Казим наконец выпустил его из объятий, поставил на место. Что-то сказал.
Казим. Ветерок. Живые.
Он вцепился в столб, чувствуя, что пожалуй слишком… слишком всего. Сейчас он отдохнёт, полежит вот тут. Вот прямо тут и полежит…
Но здоровяк Казим не дал ему упасть, подхватил, втащил во дворик чайхоны, где широкий айван, щедро оплетённый виноградом, и свешивается спелая желтоватая гроздь, и листва играет зелёными тенями. Он слушал голос Казима и — с особым счастьем — тихое ржание взволнованного Ветерка.
И мир потихоньку наладился. Безумие отступило, стало просто пережитым потрясением.
Принесли полный крепкого чаю заварник, меленькие пиалы — чтобы гости пили понемногу и пробыли подольше — это приятные гости. Маленькая пиала — знак уважения. Видно, знали Казима.

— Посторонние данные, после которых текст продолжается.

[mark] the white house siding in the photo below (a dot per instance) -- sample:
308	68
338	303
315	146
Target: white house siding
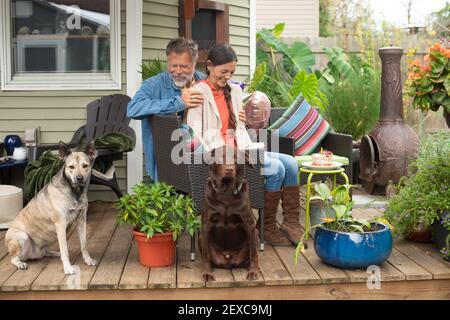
59	114
301	17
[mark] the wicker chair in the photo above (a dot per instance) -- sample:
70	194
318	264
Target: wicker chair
191	178
105	115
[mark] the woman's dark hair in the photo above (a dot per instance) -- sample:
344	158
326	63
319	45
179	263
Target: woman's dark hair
221	54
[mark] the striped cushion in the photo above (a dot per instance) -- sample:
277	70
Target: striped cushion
304	124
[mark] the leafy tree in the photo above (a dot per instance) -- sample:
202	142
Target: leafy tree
442	21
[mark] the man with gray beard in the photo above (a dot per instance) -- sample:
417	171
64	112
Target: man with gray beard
166	93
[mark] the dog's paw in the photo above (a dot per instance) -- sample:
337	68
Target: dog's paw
21	265
208	277
90	262
253	275
69	270
50	253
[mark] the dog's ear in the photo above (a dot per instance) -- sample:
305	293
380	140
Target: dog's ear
248	159
64	150
91	151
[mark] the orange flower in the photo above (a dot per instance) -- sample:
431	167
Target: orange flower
436	47
426	68
416	63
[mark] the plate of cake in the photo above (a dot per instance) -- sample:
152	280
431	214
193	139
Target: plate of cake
322	161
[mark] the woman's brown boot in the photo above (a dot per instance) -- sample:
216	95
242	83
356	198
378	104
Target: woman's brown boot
290	202
272	234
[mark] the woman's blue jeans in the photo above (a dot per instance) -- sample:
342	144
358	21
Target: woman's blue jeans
280	170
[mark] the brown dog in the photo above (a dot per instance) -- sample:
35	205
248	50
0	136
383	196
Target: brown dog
228	235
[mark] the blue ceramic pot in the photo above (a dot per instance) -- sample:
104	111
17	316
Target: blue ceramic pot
11	142
350	250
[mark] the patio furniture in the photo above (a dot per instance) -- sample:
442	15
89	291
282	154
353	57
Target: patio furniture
105	115
310	174
11	203
339	144
191	178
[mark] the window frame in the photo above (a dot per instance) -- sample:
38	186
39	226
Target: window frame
54	81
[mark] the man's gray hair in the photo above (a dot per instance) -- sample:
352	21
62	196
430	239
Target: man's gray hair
181	45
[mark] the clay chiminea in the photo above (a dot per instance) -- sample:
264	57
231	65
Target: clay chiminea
386	150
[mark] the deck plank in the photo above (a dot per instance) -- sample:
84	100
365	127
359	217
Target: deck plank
51	277
6	269
3	249
272	268
240	278
409	268
189	273
303	273
163	277
439	269
135	275
432	250
109	270
223	279
21	280
387	273
405	265
96	247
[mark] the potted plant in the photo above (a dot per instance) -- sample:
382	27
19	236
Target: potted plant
424	196
344	241
320	206
441	230
159	216
429	83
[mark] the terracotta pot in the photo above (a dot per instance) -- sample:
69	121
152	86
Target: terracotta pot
423	236
447	118
158	251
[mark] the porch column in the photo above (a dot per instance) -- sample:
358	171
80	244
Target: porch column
252	37
134	11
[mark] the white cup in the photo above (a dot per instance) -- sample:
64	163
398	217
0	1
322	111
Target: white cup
20	154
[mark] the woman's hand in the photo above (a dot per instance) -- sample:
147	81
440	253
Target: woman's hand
242	117
192	98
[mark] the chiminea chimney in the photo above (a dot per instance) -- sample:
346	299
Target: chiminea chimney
391	84
386	150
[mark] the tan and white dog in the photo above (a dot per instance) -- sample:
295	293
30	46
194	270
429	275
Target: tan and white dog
60	206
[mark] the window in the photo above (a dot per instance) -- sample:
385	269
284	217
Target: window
60	45
195	15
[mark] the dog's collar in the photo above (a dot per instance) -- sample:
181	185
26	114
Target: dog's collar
232	193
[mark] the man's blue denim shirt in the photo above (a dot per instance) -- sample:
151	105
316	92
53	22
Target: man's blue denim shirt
157	95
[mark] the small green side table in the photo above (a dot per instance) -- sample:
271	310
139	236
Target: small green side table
311	173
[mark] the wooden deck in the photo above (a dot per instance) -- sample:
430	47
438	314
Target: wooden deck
413	271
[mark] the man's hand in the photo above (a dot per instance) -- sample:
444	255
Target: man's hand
242	117
192	98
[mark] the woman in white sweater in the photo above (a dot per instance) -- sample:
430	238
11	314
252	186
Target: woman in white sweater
217	123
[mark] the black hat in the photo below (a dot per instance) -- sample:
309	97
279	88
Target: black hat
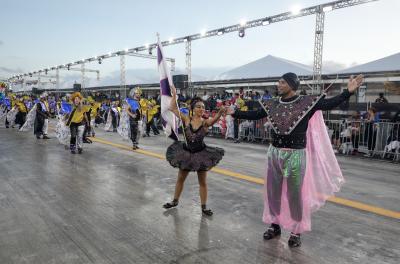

На подносе громоздились лепёшки — только из печи. Казим, как и положено, рвал их на куски, не чувствуя свежего жара. На большом лягане подали плов — Амад вспомнил, что за весь день так и не поел. Но сколько сейчас времени — не смог определить, дым встал над городом, как над пожарищем.
Еда не шла.
Надо взять себя в руки. Надо. Надо есть, пить, надо скорее сжиться с этой болью внутри, потому что Сарисс…
Надо.
— Как ты здесь оказался, Казим? Что с караваном стало, не знаешь ли? — спросил Амад.
— Не знаю. Может, кто и спасся, я не видел. Меня Ветерок вынес, под самое утро. Я уж думал — всё, конец мне. А тут он, — улыбнулся дадаш. — Они, как лагерь захватили, везде стали лазать, всех рассматривали. Искали кого-то. Я в сторонке лежал. За стеной, в кустах. Порезали меня, крови много вытекло, не мог уйти. Хоронился, да только утром всё равно нашли бы. Они не торопились. Утра ждали, света. Не боялись ничего. Я всё думал потом… Странно это. Они вели себя не как тарланы, не как вольные… — Казим замялся. — Как служивые. На аскеров похоже. Команды слушали, товары не потрошили. Не грабили, не обыскивали даже, живых в кучку стащили — допрашивать, но видно было, что всех порешат.
Казим помолчал, потом добавил:
— Про Хадада не знаю.
— Погиб, — коротко откликнулся Амад.
— Не повезло.
Помолчали.
Отхлебнули чаю.
Обстоятельный Казим не забыл первый вопрос Амада.
— Вынес меня оттуда Насими. Как? Плохо помню. Еле в седле держался. Он меня к ближайшему колодцу привёз. Там я пару дней провалялся. Да нашлись добрые люди, помогли, благослови Единый. А в Тар я не попал. Знаю только, что Сурхан-Саяды попил там кровушки. Наших всех… И ещё много кого. Страшное рассказывали про казни. — Казим угрюмо задумался. — Но только это не тарланы были. А кто — не знаю.
Невдалеке послышалось тихое ржание. Казим ожил:
— А ведь я его просил меня в Тар везти, обратно. А он — к колодцу. Выходит, дважды меня спас. Я, как отлежался, думал на запад податься. Подальше от Тара. Да вот только опять же — Ветерок. Я его на закат правлю, а он ни в какую. Шаг на запад, два — на юг. Так дня два промаялись, потом я подумал: может, он тебя ищет? Ну, пустил его — беги вольно, куда душа желает. Он меня на юг и понёс. А по дороге я купца одного выручил. Ну… подружились мы, вроде. Он местный, я теперь при нём. Охраняю.